The survey was carried out among practitioners (n = 110) regularly registered with the Order of Dentists of Morocco. Among the 86 who were randomly selected, only 74 agreed to participate in this study; 36 (48.6%) were men and 38 (51.4%) were women. The selection was performed by putting the names of 110 dentists in a ballot box and by picking randomly 86 names.

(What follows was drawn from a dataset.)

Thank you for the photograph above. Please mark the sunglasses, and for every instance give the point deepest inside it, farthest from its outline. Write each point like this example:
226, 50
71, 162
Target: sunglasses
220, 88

The most representative age group was 30–39 years old (55.5%) followed by 40–49 years old (32.4%) then 23–29 years old, and the last age range was 50–59 years old. 73% of the practitioners work in an individual practice, the remaining 27% or 20 practitioners work in a group practice. Furthermore, there is no difference in the type of practice regardless of the practitioner's gender (P = 0.145). In addition, 50% of the practitioners had more than 10 years of experience. For the rest of the sample, 25.7% had <5 years of experience and 24.3% had between 6 and 10 years of clinical practice. According to seniority, the distribution was almost similar in the different age groups.

All practitioners state that they follow continuing education sessions in endodontics, 25.7% have a university degree in endodontics, documents of proof, or certificates in endodontics; 64.9% have benefited from practical training workshops; and the remainder 9.5% regularly participated in Endodontics' Congress. In this present study, most practitioners knew the ideal concentration of sodium hypochlorite.[13] Fifty-four practitioners (76.1%) estimated this concentration to be between 2.5% and 5%.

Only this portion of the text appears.